Allerdings entwickelte sich Cornelius’ Saugkraft nicht in gleichem Maße wie sein Hunger. Was tun? Zufüttern? Nein, meint die Hebamme kategorisch. Sie hatte da etwas anderes im Sinn …

Was es war, erfuhr ich erst, als sie eines Samstags in Begleitung ihrer Schwester erschien. Die Schwester arbeitete in der Schweiz, in einer Klinik, die auf Säuglinge mit Down-Syndrom spezialisiert ist. Dort hatten sie spezielle Massagegriffe entwickelt, um die Mundmuskulatur der Babys zu stärken. Die wollte sie mir nun zeigen.

Ich war völlig platt. Da hatte die mir völlig unbekannte Frau gerade einmal ein Wochenende Urlaub, fährt von der Schweiz in den Westerwald zu ihrer Schwester, und was machen die beiden an dem einzigen Nachmittag, den sie gemeinsam hatten? Kommen zu mir, um mir Mundmuskel-Stimulation beizubringen. Das tun keine Menschen, so etwas tun nur Engel!

Es half tatsächlich. Durch regelmäßiges Massieren aller Gesichtsmuskeln hin zum Mund saugte Cornelius stärker. Ein halbes Jahr lang konnte ich ihn voll stillen! Dann bekam ich doch wieder einmal einen Schub MS, musste Cortisontabletten nehmen und mein Kind deshalb schlagartig abstillen. Aber eben erst im Alter von sechs Monaten. Fast so, als sei Cornelius ein ganz normaler Säugling.

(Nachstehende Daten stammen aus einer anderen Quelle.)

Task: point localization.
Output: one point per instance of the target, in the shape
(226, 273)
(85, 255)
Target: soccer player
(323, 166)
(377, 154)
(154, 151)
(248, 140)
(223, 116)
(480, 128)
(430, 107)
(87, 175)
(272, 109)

Was für ein Wunder nach allem, was so deutlich dagegen gesprochen hat! Und was für ein Gott, der das möglich gemacht hat!

Und was für tolle Menschen, die sich dafür im richtigen Moment als Engel zur Verfügung gestellt haben! Ich habe sie alle nur flüchtig kennengelernt. Ich weiß nicht einmal mehr ihre Namen. Aber ich bin mir sicher: Gott kennt ihre Namen. Und er wird sich eines Tages daran erinnern, dass sie dazu bereit waren, sein Geschenk an mich zu überbringen.